Y por otra parte Scorsese, es autor que, como Godard, ha realizado interesantes análisis cinematográficos que podrían constituir por sí mismos unas excelentes Historia(s) del cine. Scorsese, con su barroca y abrumadora Shutter Island, nos ha ofrecido una película que ha sido aceptada, por la crítica especializada, con la típica precaución de quien sólo explota en elogios ante lo mínimal, lo complejo ininteligible, lo difícil, lo de autor, lo no comercial. Para hablar bien de ella han tenido que recurrir al elogio honorífico del conjunto histórico de su producción, y no al elogio concreto de una película que, por otra parte, usa los mismos mecanismos retóricos respecto al significado último de la trama. Porque, en efecto, tanto una como la otra muestran lo que no es más que una metáfora perpetua de lo que sería una primera y rápida lectura. En ambas el asunto resulta ser más importante que el tema. Sólo que en Shutter Island la narración es inteligible y responde a una historia, que si bien es compleja, no deja de ser “novelesca”. Y no se trata tanto de desprestigiar el experimentalismo o la falta de trama (aspectos que pueden dar lugar a obras interesantes) como de desprestigiar la megalomanía pretenciosa que utiliza una forma narrativa obsoleta y torpe. En este sentido, puedo decir que me ha fascinado la última película de Pere Portabella, autor emblemático de cine de autor, experimental y no comercial: El silencio antes de Bach, película sin trama ortodoxa y estructurada de forma fragmentaria y nada comercial. Similar en algunas cosas (?) pero con un resultado absolutamente distinto en cuanto a la calidad creativa.

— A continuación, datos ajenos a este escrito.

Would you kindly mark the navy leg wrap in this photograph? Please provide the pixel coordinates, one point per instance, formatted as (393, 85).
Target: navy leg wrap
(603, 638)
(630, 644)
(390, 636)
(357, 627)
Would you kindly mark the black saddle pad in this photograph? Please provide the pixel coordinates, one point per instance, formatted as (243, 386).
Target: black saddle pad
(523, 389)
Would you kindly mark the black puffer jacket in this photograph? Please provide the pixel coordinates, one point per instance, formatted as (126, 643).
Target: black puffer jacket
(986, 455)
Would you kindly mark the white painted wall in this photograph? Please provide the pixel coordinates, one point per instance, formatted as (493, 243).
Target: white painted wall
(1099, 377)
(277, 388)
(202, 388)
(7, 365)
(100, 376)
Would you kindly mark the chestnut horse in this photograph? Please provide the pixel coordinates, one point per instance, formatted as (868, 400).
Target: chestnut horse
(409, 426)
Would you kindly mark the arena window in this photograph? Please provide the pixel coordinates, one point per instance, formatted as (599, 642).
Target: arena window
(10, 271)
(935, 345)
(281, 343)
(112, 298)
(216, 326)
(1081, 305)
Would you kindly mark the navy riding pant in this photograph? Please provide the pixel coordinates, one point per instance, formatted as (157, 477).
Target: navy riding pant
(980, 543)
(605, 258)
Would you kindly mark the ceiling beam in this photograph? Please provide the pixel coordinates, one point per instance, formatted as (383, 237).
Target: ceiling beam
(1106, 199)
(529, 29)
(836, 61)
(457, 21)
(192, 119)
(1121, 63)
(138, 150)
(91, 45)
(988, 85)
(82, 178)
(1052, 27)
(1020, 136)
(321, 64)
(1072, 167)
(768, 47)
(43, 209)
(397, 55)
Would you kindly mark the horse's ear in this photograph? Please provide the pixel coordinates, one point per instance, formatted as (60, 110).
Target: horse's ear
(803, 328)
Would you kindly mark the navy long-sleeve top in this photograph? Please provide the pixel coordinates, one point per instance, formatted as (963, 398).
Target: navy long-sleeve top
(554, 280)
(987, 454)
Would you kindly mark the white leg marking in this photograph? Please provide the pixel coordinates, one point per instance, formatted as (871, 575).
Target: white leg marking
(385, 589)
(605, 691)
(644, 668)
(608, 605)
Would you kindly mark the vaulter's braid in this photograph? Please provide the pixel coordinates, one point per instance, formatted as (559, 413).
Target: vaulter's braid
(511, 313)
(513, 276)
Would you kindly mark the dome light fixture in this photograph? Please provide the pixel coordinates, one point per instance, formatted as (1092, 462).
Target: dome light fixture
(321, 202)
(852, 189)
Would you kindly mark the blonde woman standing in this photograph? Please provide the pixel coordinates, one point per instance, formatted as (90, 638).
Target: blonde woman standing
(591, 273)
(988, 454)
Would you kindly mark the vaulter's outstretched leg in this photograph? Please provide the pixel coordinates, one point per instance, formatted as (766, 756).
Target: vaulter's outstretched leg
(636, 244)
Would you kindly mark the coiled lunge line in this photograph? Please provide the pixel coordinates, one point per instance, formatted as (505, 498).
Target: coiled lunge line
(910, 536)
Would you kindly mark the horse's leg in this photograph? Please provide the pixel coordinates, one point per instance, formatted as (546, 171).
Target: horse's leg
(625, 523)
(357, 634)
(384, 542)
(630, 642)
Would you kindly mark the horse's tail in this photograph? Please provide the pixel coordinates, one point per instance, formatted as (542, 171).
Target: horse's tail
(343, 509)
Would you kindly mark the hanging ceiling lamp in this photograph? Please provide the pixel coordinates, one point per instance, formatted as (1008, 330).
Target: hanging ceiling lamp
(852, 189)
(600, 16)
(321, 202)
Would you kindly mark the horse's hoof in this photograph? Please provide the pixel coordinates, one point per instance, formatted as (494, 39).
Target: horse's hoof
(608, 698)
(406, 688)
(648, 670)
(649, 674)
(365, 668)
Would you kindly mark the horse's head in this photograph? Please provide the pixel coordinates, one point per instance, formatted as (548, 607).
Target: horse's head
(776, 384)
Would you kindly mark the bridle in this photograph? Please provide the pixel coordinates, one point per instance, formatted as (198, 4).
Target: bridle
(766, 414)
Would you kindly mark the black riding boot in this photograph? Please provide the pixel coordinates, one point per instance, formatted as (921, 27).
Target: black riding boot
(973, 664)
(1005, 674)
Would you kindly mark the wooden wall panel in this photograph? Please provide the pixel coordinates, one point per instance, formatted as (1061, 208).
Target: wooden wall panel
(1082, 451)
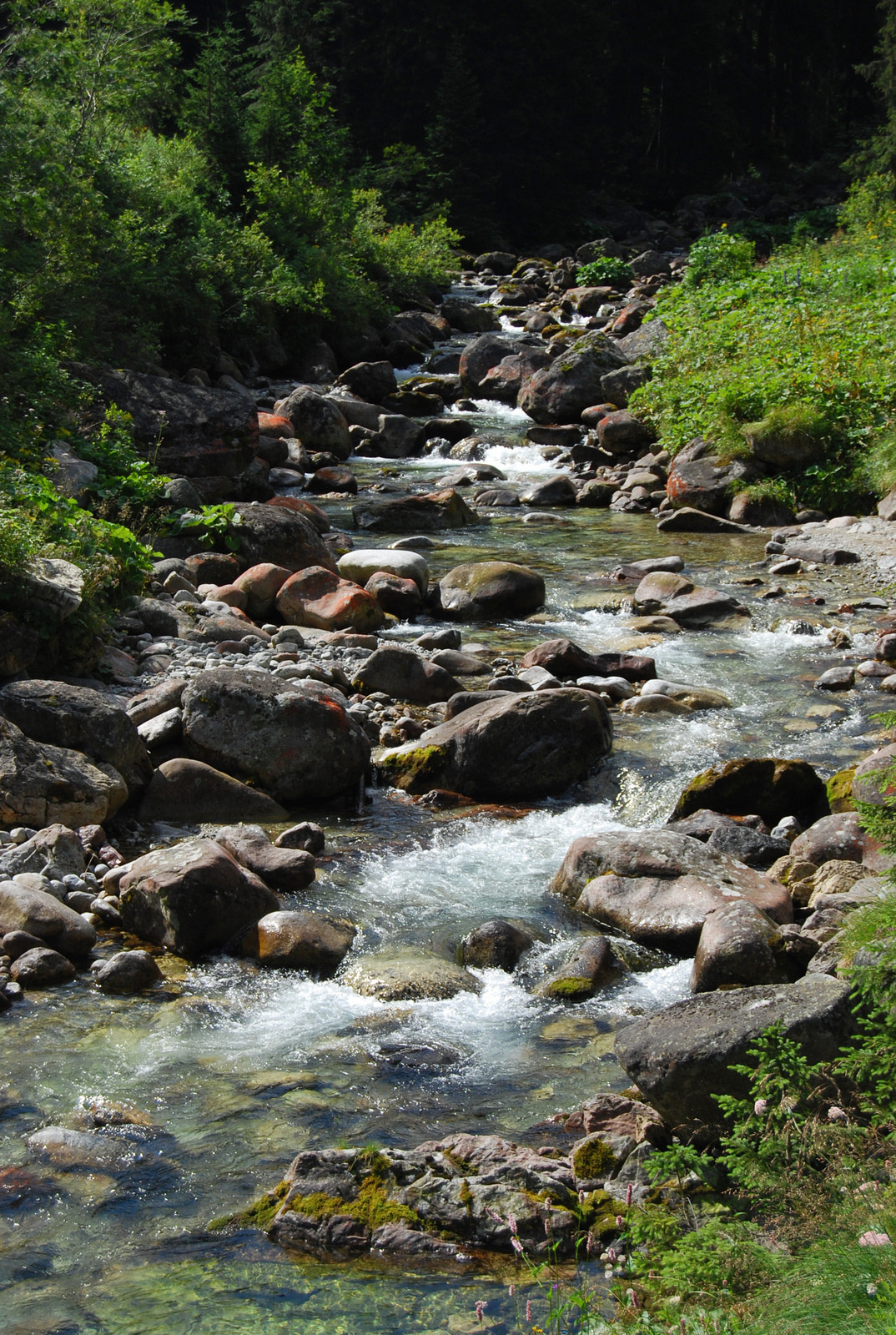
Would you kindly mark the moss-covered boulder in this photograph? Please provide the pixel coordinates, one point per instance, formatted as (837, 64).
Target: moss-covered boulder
(489, 591)
(838, 789)
(768, 788)
(520, 745)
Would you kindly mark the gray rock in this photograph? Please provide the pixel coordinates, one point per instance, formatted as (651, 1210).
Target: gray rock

Tampoco se trata de cuestionar la falta de compresibilidad. De hecho, otras dos películas estrenadas en este año, Copia Certificada (Kiarostami) y Uncle Bonmee (Weerasethakul), han sido confeccionadas a partir de secuencias relativamente inconexas y cuyo sentido último tiene que ser construido por el espectador. Las dos, excelentes.